Marilou McPhedran said at the conference that Canada has introduced a bill in
the Senate that would amend the Criminal Code and the Immigration and Refugee
Protection Act in relation to trafficking in human organs.
“The
new offence created in the Immigration and Refugee Protection Act would be to
make it very clear that any evidence of trafficking in human organs or humans
would be an automatic refusal for any entry to Canada,” McPhedran said.
MP
Sameer Zuberi said he had heard from a Uyghur survivor of Xinjiang’s
concentration camps about how he was subjected to a physical exam.
“This
Uyghur individual, this individual who had committed no crime, was apprehended
without any charge, didn’t know why he was there, but this was the exam that he
was subject to.
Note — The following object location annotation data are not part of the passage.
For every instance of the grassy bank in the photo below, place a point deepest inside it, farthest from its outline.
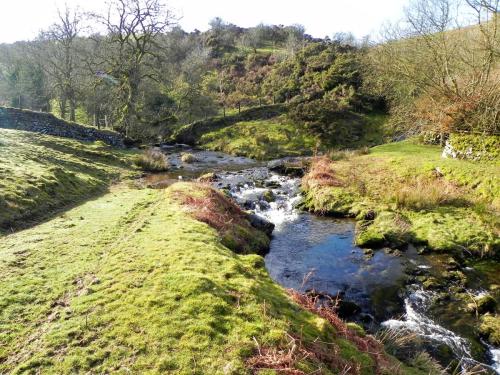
(132, 282)
(41, 173)
(267, 132)
(405, 192)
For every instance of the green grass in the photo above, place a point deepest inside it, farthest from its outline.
(129, 282)
(40, 173)
(418, 196)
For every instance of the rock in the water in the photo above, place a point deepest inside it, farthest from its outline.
(269, 196)
(482, 305)
(347, 309)
(262, 224)
(208, 177)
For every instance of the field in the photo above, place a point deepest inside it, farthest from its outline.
(40, 174)
(405, 192)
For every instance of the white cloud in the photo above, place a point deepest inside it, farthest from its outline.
(23, 19)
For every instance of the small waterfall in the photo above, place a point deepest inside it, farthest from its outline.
(416, 320)
(286, 196)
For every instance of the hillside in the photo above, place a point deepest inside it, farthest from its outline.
(40, 174)
(268, 132)
(130, 281)
(406, 192)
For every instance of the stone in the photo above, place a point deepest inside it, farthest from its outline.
(260, 223)
(46, 123)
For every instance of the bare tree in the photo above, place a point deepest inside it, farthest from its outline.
(129, 47)
(440, 67)
(57, 51)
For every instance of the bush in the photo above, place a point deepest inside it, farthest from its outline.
(152, 161)
(473, 146)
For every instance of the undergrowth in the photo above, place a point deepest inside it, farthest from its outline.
(152, 160)
(131, 282)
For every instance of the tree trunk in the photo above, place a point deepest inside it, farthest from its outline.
(72, 110)
(62, 107)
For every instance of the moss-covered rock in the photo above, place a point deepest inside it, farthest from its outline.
(269, 196)
(490, 329)
(397, 198)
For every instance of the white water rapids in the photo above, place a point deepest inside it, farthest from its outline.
(282, 213)
(415, 320)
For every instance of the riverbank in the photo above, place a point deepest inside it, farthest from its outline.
(268, 132)
(40, 174)
(404, 193)
(148, 280)
(131, 281)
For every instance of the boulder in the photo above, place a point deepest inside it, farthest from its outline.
(262, 224)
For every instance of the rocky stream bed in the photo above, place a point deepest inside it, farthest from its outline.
(438, 298)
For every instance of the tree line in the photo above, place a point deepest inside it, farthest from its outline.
(134, 69)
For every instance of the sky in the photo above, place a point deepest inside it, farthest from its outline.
(23, 19)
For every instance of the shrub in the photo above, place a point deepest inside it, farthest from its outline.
(152, 161)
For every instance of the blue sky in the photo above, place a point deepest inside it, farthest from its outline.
(22, 19)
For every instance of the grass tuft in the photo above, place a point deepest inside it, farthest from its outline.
(212, 207)
(152, 160)
(404, 192)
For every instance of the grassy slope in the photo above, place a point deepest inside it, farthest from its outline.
(129, 282)
(456, 209)
(261, 139)
(40, 173)
(277, 136)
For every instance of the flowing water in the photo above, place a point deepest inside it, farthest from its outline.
(314, 253)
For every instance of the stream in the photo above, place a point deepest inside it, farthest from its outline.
(317, 254)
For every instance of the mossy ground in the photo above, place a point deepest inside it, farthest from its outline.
(278, 136)
(40, 173)
(261, 139)
(414, 195)
(130, 282)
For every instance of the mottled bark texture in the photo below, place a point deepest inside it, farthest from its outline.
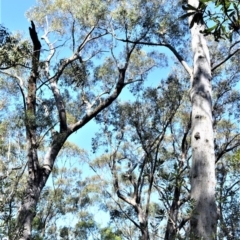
(204, 217)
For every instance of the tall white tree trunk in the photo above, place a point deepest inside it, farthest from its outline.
(204, 219)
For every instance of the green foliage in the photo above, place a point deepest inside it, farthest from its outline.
(222, 17)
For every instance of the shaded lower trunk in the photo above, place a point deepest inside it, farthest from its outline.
(203, 221)
(171, 230)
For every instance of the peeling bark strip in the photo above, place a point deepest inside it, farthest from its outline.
(204, 217)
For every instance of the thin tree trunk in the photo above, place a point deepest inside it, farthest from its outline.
(204, 217)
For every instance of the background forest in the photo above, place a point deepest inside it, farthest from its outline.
(158, 83)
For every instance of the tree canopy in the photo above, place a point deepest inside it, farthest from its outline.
(159, 80)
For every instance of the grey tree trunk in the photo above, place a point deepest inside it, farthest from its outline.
(204, 218)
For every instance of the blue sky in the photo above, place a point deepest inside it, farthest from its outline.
(12, 14)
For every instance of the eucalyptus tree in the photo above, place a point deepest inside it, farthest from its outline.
(60, 94)
(135, 137)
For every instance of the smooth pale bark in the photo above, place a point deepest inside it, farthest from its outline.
(204, 217)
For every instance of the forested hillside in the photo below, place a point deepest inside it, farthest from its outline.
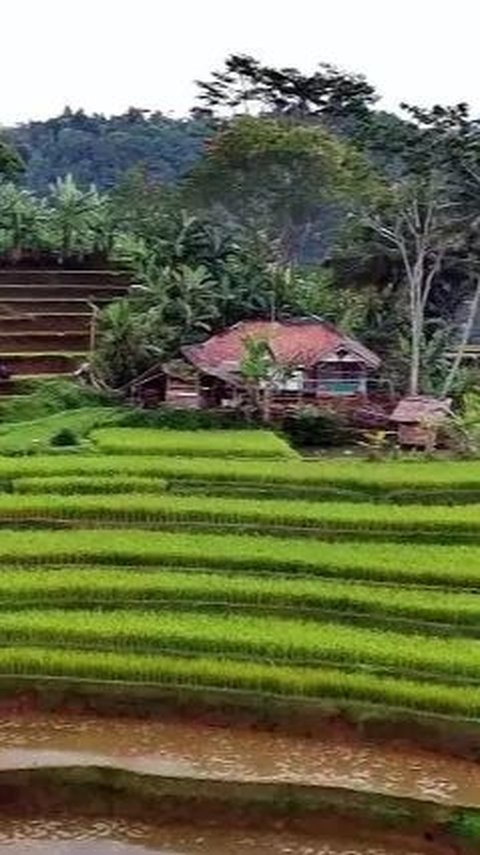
(99, 150)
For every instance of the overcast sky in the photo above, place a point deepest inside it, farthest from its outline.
(107, 55)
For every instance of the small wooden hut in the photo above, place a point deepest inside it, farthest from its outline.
(418, 418)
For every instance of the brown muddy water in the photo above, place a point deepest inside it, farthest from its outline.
(178, 748)
(67, 836)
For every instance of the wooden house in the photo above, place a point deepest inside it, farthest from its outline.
(418, 419)
(313, 362)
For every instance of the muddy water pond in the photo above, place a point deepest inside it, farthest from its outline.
(66, 836)
(177, 748)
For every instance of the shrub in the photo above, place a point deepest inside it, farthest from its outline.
(64, 437)
(311, 427)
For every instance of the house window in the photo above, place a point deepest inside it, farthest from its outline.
(341, 377)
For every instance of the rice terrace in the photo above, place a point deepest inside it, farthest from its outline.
(239, 431)
(215, 580)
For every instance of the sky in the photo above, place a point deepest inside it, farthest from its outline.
(107, 55)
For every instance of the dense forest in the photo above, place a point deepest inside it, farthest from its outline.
(99, 150)
(283, 193)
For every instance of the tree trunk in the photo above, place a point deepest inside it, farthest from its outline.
(416, 321)
(467, 331)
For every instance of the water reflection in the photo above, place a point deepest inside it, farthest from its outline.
(179, 748)
(66, 836)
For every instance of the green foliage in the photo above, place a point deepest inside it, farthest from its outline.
(122, 352)
(89, 485)
(328, 93)
(23, 221)
(274, 175)
(11, 164)
(48, 397)
(64, 437)
(32, 437)
(79, 220)
(355, 520)
(182, 418)
(312, 427)
(99, 150)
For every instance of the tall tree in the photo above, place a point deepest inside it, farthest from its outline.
(245, 84)
(274, 176)
(11, 164)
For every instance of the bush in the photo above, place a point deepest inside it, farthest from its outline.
(311, 427)
(64, 437)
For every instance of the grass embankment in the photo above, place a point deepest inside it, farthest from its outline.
(357, 519)
(367, 480)
(36, 435)
(255, 677)
(381, 562)
(246, 636)
(117, 587)
(84, 485)
(198, 443)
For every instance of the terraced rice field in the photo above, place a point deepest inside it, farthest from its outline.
(253, 591)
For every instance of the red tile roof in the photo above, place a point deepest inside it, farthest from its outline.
(296, 342)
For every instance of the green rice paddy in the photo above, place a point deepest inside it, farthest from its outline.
(195, 590)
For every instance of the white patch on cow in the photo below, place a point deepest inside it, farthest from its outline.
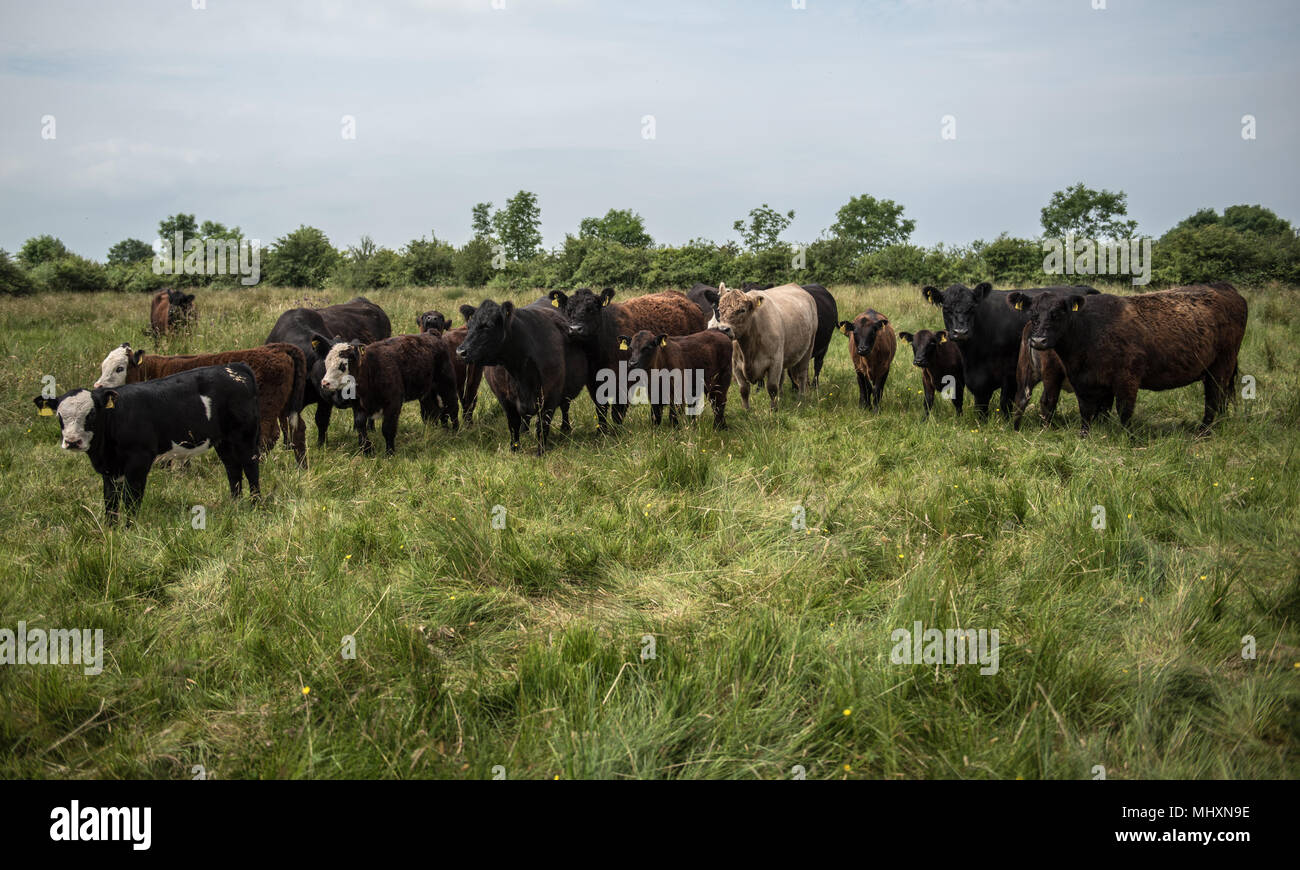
(177, 451)
(72, 416)
(336, 368)
(112, 371)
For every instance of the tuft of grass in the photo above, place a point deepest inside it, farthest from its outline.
(663, 602)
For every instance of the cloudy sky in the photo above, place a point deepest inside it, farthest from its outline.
(235, 112)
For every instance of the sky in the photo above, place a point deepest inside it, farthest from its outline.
(235, 112)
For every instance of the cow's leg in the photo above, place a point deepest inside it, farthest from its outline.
(137, 475)
(112, 498)
(879, 389)
(390, 427)
(323, 414)
(299, 438)
(229, 454)
(514, 420)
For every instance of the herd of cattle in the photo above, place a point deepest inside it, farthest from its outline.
(541, 356)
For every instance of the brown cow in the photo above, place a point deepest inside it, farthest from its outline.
(596, 323)
(386, 375)
(170, 308)
(1034, 367)
(278, 368)
(1113, 346)
(683, 369)
(871, 347)
(939, 360)
(468, 376)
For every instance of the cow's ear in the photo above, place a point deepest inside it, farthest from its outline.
(320, 343)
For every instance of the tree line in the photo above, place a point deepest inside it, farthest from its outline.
(867, 243)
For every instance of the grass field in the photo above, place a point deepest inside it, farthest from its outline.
(521, 648)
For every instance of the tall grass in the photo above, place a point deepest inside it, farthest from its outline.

He thought that he would be dissected there on the table,”
Zuberi said.
He
also noted that there have been media reports of students, who are of Uyghur or
other minority origins, being called to the Chinese Embassy and consulates in
Canada to give blood samples.
“Why?
It’s a good question. But we know that blood samples, when they’re given … pave
the way to allow for organs to be harvested more easily,” he said.
In
December 2020, U.S. lawmakers introduced legislation to sanction forced organ
harvesting. It was introduced in the Senate by Sen. Tom Cotton and in the House
by Reps. Chris Smith and Tom Suozzi.